老舗通販企業の日本直販が昨夏にIT機器導入・運用支援、人材派遣、コールセンター運営などのBPO事業などを展開するギグワークスへ傘下入りしてから1年が経とうとしている。ギグワークスの社長で4月1日からは日本直販の社長にも就任した村田峰人氏に日本直販の現状の事業展開や今後の方向性などについて聞いた。

ギグワークス 代表取締役社長 兼 日本直販 代表取締役社長 村田峰人氏 ギグワークス 代表取締役社長 兼 日本直販 代表取締役社長 村田峰人氏
日本直販、悠遊生活を買収。「EC事業者ではできない通販事業を展開したい」

――2022年7月に老舗通販の日本直販と悠遊生活をそれぞれ買収、子会社化(同10月に存続会社を日本直販として合併)した。ギグワークスではそれまで通販事業を手がけていなかったわけだが、なぜグループに両社を傘下に加えたのか。

村田氏:当社では長らく、多くの通販企業からコールセンター業務を受託し、受注業務あるいはクロスセル業務などを手がけてきた。そういった意味では通販で必要なノウハウは少なからずあり、通販事業を自分たちで直接行うという流れは自然だった。

(買収先として)日本直販や悠遊生活を選んだのは老舗の通販企業として長年、商売をしてきたなかで、当社がターゲットとしたい層のお客さまを多く持っていたということが大きい。

また、日本直販と悠遊生活の2社を買収したことで倉庫やコールセンター、カタログ制作などの機能を一つに束ねられ、その分、コストの削減が可能になる。

紙媒体やテレビショッピングで以前から商売をしてきた老舗通販はEC事業者に押され、元気がないが、コストを下げて収益体制を改善し、そこに当社グループならではの付加価値を加えることでまだまだ戦うことができる。EC事業者ではできないような通販事業を展開したいと考えた。

ギグワーカーを活用した訪問サービスを運用

――EC事業者にはできない通販事業とは。

村田氏:ギグワークスにはBtoB事業のBPO業務に従事しているギグワーカーと呼ばれる人材が全国におり、このギグワーカーが稼働することで「商品+サービス」という付加価値をつけ、新しい形の通販ができるのではないかと考えた。

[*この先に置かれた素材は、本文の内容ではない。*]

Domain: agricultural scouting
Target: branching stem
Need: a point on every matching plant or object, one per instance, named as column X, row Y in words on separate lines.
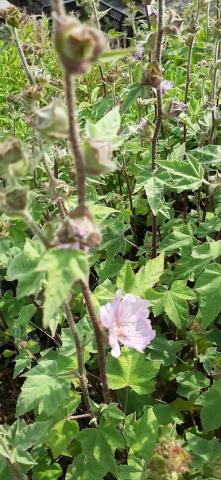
column 74, row 140
column 158, row 118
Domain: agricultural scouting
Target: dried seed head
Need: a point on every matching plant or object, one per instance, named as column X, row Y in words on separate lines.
column 152, row 75
column 97, row 156
column 51, row 121
column 78, row 45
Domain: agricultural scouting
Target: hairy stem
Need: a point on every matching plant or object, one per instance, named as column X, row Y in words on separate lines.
column 188, row 70
column 15, row 470
column 80, row 355
column 99, row 341
column 22, row 57
column 58, row 7
column 214, row 92
column 74, row 140
column 36, row 230
column 158, row 118
column 98, row 27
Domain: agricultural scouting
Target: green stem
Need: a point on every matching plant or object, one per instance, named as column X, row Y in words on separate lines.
column 22, row 57
column 158, row 119
column 99, row 341
column 74, row 139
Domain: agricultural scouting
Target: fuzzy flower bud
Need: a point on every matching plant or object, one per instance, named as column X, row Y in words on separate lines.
column 78, row 230
column 173, row 25
column 173, row 109
column 97, row 156
column 52, row 121
column 78, row 45
column 193, row 26
column 152, row 75
column 12, row 16
column 127, row 321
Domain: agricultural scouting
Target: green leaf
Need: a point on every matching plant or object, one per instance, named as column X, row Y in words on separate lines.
column 131, row 369
column 43, row 389
column 43, row 471
column 204, row 452
column 63, row 267
column 208, row 287
column 211, row 411
column 135, row 91
column 167, row 414
column 61, row 435
column 165, row 350
column 175, row 303
column 208, row 155
column 135, row 470
column 126, row 278
column 22, row 268
column 149, row 275
column 111, row 56
column 191, row 384
column 153, row 189
column 106, row 128
column 146, row 433
column 184, row 175
column 176, row 241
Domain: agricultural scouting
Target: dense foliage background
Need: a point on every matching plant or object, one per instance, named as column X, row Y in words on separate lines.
column 157, row 204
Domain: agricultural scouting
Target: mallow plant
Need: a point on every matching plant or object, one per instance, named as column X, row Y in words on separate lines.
column 110, row 245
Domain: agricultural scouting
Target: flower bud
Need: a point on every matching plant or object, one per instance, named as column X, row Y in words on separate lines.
column 12, row 16
column 32, row 94
column 152, row 75
column 173, row 25
column 78, row 230
column 13, row 201
column 151, row 42
column 78, row 45
column 52, row 121
column 97, row 156
column 173, row 109
column 193, row 26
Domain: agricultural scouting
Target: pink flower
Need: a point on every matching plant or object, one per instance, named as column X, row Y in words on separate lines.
column 127, row 320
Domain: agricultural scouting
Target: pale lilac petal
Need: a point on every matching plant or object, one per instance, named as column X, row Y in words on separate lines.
column 115, row 347
column 108, row 312
column 128, row 323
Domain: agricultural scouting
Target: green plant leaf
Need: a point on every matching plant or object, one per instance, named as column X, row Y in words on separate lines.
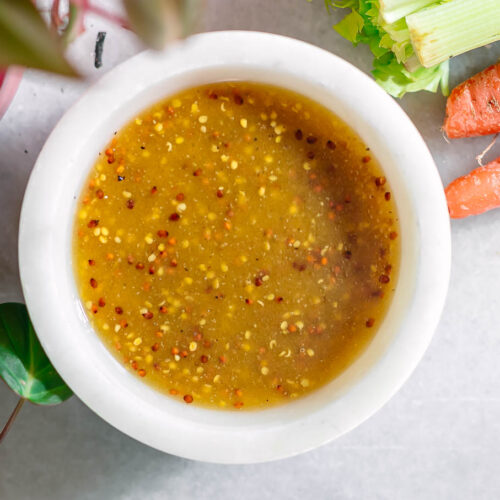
column 25, row 40
column 158, row 21
column 350, row 26
column 24, row 366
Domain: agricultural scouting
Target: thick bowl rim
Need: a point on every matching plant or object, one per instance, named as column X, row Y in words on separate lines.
column 193, row 440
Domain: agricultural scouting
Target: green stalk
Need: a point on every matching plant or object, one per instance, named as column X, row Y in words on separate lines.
column 453, row 28
column 393, row 10
column 12, row 417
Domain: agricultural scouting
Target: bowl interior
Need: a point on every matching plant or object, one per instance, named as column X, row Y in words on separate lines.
column 122, row 399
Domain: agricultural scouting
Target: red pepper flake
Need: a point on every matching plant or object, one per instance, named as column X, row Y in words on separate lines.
column 300, row 266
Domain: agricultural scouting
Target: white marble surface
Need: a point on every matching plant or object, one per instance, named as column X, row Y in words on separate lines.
column 438, row 438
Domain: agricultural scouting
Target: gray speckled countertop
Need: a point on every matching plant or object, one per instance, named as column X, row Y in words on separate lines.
column 438, row 438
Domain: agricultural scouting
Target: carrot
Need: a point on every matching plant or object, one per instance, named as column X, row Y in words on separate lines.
column 475, row 192
column 473, row 107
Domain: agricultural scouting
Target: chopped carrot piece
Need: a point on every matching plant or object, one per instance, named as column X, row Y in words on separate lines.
column 475, row 192
column 473, row 107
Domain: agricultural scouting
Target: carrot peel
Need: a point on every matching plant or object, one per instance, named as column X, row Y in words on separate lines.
column 476, row 192
column 473, row 107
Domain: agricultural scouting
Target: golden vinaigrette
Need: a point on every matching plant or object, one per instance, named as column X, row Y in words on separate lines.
column 236, row 246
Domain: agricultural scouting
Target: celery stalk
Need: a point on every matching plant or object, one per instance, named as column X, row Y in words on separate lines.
column 393, row 10
column 454, row 27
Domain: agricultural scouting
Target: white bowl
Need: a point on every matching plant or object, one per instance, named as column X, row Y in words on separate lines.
column 121, row 398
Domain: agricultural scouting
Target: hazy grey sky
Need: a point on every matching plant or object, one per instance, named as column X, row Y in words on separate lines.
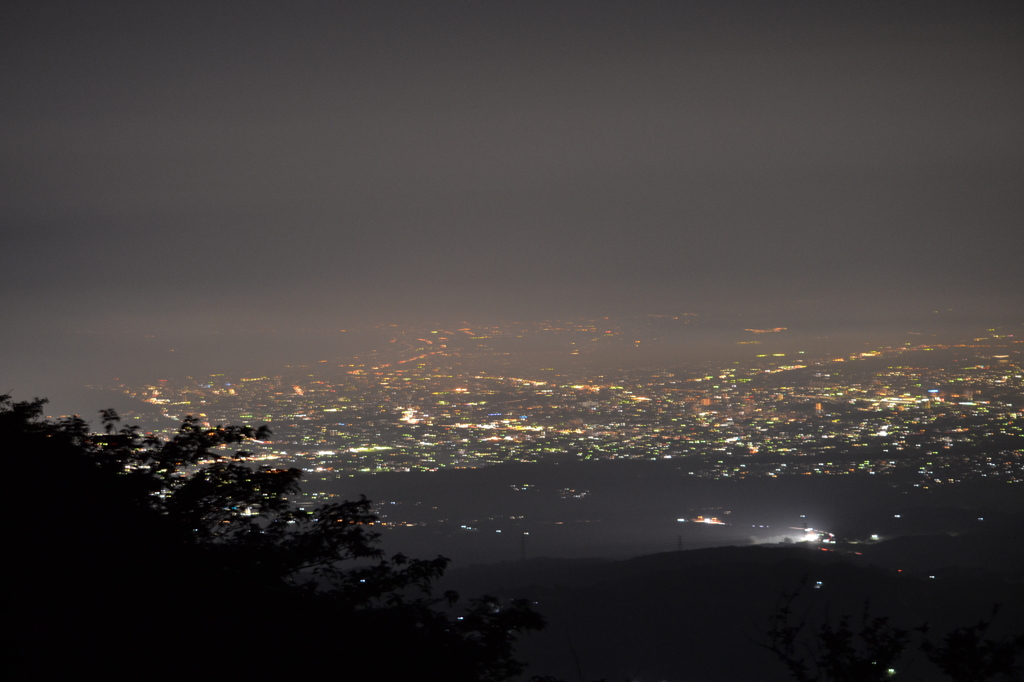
column 201, row 165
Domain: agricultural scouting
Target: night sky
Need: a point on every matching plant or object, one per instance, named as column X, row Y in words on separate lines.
column 180, row 169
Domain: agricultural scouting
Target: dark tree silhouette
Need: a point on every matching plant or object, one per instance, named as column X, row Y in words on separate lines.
column 875, row 649
column 150, row 557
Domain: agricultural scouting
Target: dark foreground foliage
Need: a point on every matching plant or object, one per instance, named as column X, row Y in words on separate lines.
column 871, row 649
column 144, row 558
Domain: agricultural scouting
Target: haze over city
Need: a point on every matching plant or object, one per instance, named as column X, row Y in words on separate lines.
column 588, row 293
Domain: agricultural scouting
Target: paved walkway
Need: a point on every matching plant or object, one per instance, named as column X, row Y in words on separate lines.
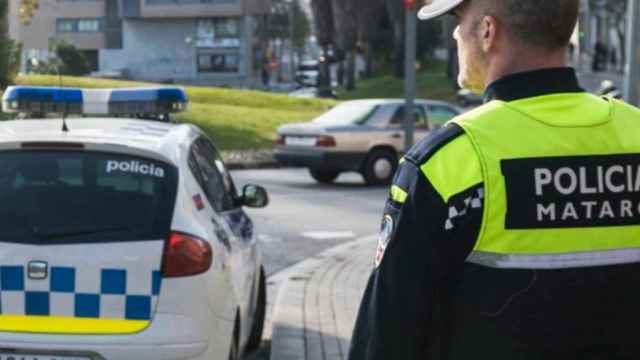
column 318, row 302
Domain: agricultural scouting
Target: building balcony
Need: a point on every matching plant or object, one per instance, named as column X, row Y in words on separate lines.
column 181, row 8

実際に2022年9月から日本直販で新たなサービス「訪問お手伝いサービス」を開始した。これはギグワーカーをスタッフとしてお客さまの自宅まで派遣し、家具など商品の組み立て・設置やスマートウォッチなどの初期設定や使い方サポートなど行う一律4980円の有料サービスだ。

日本直販で2022年9月から開始した「訪問お手伝いサービス」(画像は日本直販のWebサイトから編集部がキャプチャ)日本直販で2022年9月から開始した「訪問お手伝いサービス」(画像は日本直販のWebサイトから編集部がキャプチャ)

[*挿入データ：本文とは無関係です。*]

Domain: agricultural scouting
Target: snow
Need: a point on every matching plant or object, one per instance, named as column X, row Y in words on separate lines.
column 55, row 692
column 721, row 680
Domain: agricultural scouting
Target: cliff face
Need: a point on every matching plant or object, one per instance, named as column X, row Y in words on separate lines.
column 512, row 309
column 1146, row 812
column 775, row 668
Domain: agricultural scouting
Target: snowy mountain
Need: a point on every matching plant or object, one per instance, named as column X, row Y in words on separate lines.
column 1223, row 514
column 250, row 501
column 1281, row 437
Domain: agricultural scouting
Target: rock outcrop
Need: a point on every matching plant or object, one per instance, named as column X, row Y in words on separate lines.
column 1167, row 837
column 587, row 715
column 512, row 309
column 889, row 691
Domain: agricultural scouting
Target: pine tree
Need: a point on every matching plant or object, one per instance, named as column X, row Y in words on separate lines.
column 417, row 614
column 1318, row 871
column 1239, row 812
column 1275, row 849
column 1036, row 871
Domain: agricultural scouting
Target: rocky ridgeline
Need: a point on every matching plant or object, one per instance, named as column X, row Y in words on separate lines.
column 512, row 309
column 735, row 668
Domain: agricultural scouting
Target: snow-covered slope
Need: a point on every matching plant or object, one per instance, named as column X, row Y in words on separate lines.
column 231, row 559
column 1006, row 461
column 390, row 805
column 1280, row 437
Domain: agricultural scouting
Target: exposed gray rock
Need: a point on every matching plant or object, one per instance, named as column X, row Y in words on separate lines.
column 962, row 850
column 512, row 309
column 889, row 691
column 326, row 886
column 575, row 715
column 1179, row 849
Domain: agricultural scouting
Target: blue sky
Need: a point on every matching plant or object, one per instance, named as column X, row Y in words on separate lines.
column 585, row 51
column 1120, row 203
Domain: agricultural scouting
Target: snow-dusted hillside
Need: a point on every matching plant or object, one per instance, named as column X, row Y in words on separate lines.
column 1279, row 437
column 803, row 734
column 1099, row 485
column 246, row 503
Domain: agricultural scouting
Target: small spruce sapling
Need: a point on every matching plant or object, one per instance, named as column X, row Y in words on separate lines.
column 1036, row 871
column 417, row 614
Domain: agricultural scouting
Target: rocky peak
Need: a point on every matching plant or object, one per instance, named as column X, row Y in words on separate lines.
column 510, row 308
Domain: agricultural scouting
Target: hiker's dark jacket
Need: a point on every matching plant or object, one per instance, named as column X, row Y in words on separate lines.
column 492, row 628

村田氏:あまり告知などをしていないにもかかわらず多くの皆さまにご利用頂け、お客さまからも非常に喜ばれている。世の中にはさまざまな商品があるが、使うまでに準備が必要だったり、使い方がよくわからないなどお客さまによっては買ったものの、持て余してしまう場合も往々にしてある。特に高齢層であればなおさらだろう。

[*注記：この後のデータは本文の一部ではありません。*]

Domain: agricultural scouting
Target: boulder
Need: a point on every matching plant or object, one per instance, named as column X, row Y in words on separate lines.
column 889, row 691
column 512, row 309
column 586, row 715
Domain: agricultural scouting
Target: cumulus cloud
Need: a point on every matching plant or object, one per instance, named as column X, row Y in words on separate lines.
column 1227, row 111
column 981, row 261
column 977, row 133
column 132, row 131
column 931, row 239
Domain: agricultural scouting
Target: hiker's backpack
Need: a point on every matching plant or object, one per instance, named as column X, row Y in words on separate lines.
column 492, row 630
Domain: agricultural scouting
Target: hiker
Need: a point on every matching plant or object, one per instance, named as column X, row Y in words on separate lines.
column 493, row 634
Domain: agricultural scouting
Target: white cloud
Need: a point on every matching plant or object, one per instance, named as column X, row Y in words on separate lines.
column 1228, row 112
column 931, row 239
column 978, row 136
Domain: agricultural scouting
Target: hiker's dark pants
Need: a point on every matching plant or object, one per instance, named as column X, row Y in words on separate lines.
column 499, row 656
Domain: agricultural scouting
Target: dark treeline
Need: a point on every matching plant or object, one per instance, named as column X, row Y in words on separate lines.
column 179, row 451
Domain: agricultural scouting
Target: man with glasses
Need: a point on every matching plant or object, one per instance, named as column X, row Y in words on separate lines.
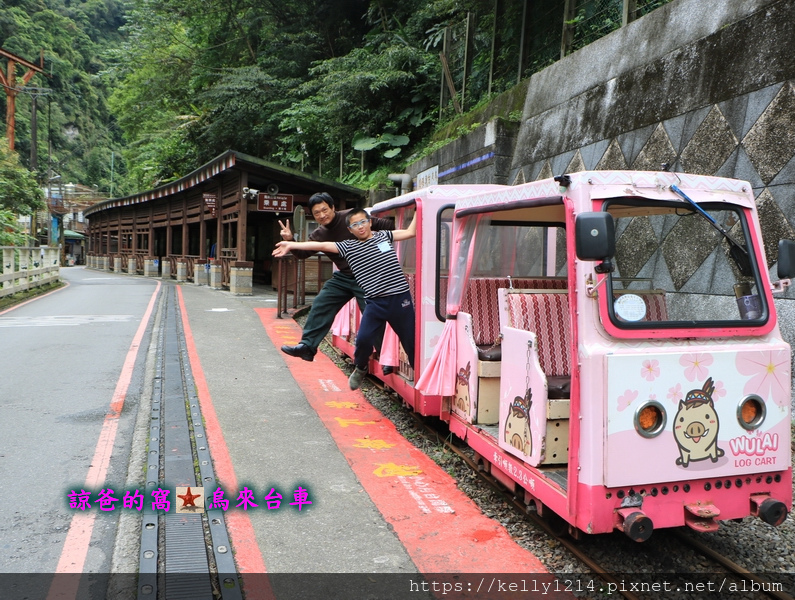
column 377, row 269
column 342, row 286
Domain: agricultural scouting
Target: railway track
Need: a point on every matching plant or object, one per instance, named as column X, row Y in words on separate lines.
column 725, row 571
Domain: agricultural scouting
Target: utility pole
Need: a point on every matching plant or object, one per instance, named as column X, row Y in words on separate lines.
column 9, row 82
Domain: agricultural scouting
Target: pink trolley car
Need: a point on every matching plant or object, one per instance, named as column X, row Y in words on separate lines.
column 606, row 342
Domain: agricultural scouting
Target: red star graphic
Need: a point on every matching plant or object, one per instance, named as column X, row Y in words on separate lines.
column 189, row 499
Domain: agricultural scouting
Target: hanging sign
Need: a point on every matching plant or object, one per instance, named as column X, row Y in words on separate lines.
column 209, row 202
column 276, row 203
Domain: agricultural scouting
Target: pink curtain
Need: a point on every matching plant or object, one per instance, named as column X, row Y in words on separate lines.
column 390, row 349
column 438, row 378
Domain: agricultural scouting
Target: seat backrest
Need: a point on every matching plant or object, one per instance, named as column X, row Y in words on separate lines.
column 547, row 315
column 480, row 301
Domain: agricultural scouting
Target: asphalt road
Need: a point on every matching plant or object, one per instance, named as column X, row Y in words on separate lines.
column 61, row 359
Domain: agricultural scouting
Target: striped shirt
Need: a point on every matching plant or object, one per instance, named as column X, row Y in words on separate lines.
column 375, row 265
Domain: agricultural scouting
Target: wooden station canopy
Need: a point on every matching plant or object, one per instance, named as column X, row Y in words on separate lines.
column 226, row 210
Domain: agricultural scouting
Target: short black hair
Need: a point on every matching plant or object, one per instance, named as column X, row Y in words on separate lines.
column 356, row 211
column 320, row 198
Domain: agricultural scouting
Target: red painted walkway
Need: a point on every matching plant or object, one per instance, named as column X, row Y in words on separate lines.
column 441, row 528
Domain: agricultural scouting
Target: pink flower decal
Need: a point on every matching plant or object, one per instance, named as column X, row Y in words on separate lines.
column 650, row 369
column 627, row 399
column 675, row 393
column 696, row 365
column 769, row 372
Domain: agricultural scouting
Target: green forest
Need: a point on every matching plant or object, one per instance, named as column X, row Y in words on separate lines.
column 137, row 93
column 140, row 92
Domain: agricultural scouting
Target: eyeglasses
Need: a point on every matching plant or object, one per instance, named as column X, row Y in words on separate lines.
column 361, row 223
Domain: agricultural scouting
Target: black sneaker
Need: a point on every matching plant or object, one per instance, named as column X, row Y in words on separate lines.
column 300, row 351
column 356, row 378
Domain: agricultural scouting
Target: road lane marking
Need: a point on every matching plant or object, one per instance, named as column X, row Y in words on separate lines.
column 78, row 538
column 62, row 320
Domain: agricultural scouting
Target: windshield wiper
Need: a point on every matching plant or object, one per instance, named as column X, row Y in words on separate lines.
column 737, row 251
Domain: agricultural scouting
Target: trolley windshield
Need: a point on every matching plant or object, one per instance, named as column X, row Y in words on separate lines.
column 675, row 268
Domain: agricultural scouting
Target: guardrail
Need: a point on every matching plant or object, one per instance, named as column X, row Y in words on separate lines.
column 24, row 268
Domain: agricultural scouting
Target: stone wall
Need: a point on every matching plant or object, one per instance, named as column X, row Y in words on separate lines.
column 703, row 87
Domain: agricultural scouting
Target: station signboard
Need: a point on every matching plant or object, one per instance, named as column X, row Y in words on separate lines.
column 275, row 203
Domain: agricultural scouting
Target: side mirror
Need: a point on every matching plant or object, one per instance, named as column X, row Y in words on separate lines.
column 595, row 238
column 786, row 259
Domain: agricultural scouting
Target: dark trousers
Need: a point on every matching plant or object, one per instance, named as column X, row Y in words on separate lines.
column 336, row 292
column 398, row 311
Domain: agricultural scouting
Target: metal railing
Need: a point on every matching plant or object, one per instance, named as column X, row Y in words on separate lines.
column 24, row 268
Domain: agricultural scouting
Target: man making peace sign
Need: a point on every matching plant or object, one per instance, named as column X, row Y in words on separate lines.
column 342, row 286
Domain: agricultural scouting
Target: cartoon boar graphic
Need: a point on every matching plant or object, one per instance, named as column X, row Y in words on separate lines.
column 696, row 426
column 517, row 425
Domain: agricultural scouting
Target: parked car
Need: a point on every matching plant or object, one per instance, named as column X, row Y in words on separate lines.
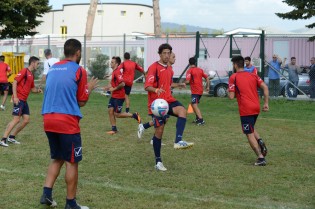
column 219, row 84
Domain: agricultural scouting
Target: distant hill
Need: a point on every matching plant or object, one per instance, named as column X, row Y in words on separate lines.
column 174, row 27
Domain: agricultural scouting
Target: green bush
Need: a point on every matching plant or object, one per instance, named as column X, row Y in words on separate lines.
column 99, row 67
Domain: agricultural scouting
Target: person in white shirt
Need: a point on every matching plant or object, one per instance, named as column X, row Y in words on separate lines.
column 50, row 61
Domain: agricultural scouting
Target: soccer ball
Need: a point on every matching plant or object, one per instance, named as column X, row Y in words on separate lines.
column 211, row 74
column 159, row 107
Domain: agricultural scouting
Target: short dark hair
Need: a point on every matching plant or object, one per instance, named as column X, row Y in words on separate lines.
column 117, row 59
column 239, row 61
column 127, row 55
column 192, row 61
column 32, row 59
column 247, row 58
column 71, row 46
column 47, row 52
column 164, row 46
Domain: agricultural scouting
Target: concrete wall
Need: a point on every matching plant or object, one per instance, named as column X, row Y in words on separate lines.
column 138, row 18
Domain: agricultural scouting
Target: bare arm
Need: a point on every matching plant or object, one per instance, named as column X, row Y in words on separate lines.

お客さまへモノをお届けするだけではなく、必要なサービスも一緒に届けたい。

――現状の日本直販の業績は。

村田氏

倉庫やコールセンターなどの機能を一本化したことによるコスト削減は徐々にだが、目標としている数値の達成に向けて確実に効果が出てきており、手応えを感じている

村田氏:売り上げに関してはどの程度、広告宣伝費をかけるか次第というところだ。たとえば2022年12月に販売したカニや5月の「母の日」に合わせて販促を強化したマッサージチェアなどは非常に売れ行きが伸びてきている。

――4月1日から日本直販の社長に就任し、自ら同社のかじをとることになった。

村田氏:もともとグループ一体で通販事業を行いたいという考えがあったのだが、ChatGPTの登場などAIの急速な普及による危機感もきっかけとしてあった。当社が本業としているIT機器導入・運用支援、営業・販売支援、人材派遣、開発、コールセンター運営などのBPO事業はおそらくこれからAIに置き換わっていき、影響を受けるはず。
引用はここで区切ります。